Он посмотрел на свои руки, на набухшие вены, испещренную пятнышками кожу, стянутую на костяшках пальцев. Когда-то они были молодыми и сильными, на них было приятно посмотреть. Когда они изменились? Почему он не заметил этого изменения раньше?

— Чарльз?

— Я в порядке, — коротко сказал он.

— По-моему, следует проверить твой метаболизм, Чарльз. После инспекции, разумеется.

— Черт подери, Эвейна, нечего ко мне придираться. У меня все в порядке, я же тебе сказал.

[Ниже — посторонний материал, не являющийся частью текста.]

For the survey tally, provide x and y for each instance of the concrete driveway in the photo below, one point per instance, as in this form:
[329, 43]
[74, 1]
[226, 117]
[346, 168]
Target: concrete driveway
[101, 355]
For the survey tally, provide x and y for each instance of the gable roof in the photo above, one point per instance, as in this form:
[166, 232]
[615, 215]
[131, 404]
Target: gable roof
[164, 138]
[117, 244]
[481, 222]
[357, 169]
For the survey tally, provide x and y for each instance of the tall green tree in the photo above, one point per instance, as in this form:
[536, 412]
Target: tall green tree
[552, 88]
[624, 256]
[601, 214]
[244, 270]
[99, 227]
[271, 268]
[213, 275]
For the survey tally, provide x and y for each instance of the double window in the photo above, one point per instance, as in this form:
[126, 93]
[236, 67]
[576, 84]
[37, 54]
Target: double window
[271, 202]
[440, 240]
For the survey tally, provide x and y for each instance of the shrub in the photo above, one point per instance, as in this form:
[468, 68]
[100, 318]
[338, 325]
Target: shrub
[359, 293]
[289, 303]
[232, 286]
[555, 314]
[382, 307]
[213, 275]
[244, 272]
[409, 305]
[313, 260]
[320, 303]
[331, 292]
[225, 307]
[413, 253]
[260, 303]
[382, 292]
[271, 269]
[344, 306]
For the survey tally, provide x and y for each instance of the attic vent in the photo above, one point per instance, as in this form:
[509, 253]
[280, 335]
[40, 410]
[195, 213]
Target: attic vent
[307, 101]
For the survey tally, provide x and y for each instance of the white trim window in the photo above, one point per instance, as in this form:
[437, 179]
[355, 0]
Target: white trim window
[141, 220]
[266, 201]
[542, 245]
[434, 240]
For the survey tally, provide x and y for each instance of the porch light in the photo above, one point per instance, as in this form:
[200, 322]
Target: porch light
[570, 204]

— После инспекции, Чарльз.

Как можно спорить с машиной? Конечно, он мог отказаться, были способы заставить его подчиниться, Создатели предусмотрели и такое. Ему негде было укрыться от сенсоров, а непослушание означало наказание. Он угрюмо поднялся с кресла, с тревогой осознав свое физическое несовершенство. К примеру, ноги, неужели они всегда побаливали, как сейчас? За долгие годы он приспособился к ослабевшему зрению, и теперь для него нормальным было, сидя в кресле, не различать мелкие деления на шкалах. Но боль, легкая задержка в движении левой ноги, из-за которой он едва не упал, вовремя успев ухватиться за спинку кресла? Новое ли это, или все это уже было раньше? А если да, то почему он об этом не помнит?